Weslang: is a standalone WEb Service to detect the LANGuage of a given piece of text.
It works by executing both CLD2 and Language-Detection.
The exposed API is very simple:
host:8080/detect?q=<TEXT>
The endpoint also supports POST
requests in case longer payloads are required.
The response will be a JSON document like the following:
{
"language": "en",
"confidence": 0.99
}
Where language is the ISO_639-1 code of the language (except for Chinese in which the locale is also returned, that is the result would be either zh-cn or zh-tw).
Additional endpoints for checking the health of the webservice will be exposed at localhost:9001.
Among the endopoints one can find
- http://localhost:9001/health
- http://localhost:9001/metrics
- http://localhost:9001/env
- http://localhost:9001/info
- http://localhost:9001/mappings
- http://localhost:9001/trace
This is done automatically by the Spring-Boot framework, via the Actuator plugin.
This project includes two components that could easily be a project on their own.
Using JNA a Java interface is exposed for getting the language via the CLD2 library.
The code lives in //java/com/deezer/research/cld2
In //third-party/java/language-detection-v2
we have a fork of
language-detection.
The main changes we did, was to remove the randomization and some performance improvements. See the file THIRD_PARTY.yaml in that folder for a comprehensive list of changes.
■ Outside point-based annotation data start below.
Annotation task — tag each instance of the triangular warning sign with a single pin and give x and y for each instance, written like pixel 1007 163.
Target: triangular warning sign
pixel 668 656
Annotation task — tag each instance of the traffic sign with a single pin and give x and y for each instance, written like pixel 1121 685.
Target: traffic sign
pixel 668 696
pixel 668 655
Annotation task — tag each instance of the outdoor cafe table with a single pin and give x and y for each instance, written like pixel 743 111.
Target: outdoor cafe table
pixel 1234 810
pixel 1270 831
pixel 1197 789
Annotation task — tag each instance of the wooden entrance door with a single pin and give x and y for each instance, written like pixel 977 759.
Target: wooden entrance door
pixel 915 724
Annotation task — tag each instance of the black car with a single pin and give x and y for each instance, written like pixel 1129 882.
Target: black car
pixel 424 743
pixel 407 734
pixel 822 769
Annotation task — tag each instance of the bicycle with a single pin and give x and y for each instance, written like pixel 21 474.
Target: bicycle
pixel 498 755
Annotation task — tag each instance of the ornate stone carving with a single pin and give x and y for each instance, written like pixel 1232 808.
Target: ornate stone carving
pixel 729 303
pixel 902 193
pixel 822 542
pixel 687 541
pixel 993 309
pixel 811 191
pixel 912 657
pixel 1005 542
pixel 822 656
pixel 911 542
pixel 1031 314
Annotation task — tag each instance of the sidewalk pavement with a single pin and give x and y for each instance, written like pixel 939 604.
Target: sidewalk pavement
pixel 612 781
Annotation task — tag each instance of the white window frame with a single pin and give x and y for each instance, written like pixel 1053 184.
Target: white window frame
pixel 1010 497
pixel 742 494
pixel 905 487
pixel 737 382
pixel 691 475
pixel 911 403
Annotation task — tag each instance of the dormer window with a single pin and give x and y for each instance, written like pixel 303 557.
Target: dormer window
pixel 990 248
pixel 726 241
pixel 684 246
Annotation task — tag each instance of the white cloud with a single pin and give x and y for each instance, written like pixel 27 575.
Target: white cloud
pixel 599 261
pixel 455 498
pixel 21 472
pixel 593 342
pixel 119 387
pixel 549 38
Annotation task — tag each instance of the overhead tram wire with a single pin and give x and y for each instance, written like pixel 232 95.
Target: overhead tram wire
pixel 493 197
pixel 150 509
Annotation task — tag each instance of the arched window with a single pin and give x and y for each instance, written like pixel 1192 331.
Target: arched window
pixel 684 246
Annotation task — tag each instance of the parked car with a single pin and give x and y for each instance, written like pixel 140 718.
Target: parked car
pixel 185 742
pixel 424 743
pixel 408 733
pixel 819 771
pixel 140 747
To build and test this project BUCK is required and also Java 7. That means that it cannot be built under Windows.
$ buck test --all
$ buck build //java/com/deezer/research/language:detection_app
The build command generated a file called
buck-out/gen/java/com/deezer/research/language/detection_app.jar
, which is a
self contained binary.
To run it just execute:
$ java -jar detection_app.jar
If for some reason you don't want or can't execute both detectors, you could run:
$ java -jar detection_app.jar --spring.profiles.active=java_only
$ java -jar detection_app.jar --spring.profiles.active=cld2
$ java -jar detection_app.jar --spring.profiles.active=both
Currently the Cld2 bindings are only generated for linux-x86-64
, so if your
machine is different it probably won't work. In such a case, just execute it
with the java_only
profile.
This project is possible to several Open Source Projects
- Spring-Boot: Java Framework.
- CLD2: The language detector built into Chrome.
- Language-Detection: Language detector provided by Cybozu Labs.
- BUCK: build system released by Facebook.
- Guava: Additional Java libraries provided By Google.
- JNA: Libary to easily integrate C libraries with Java.
This project is released under the Apache 2.0 License.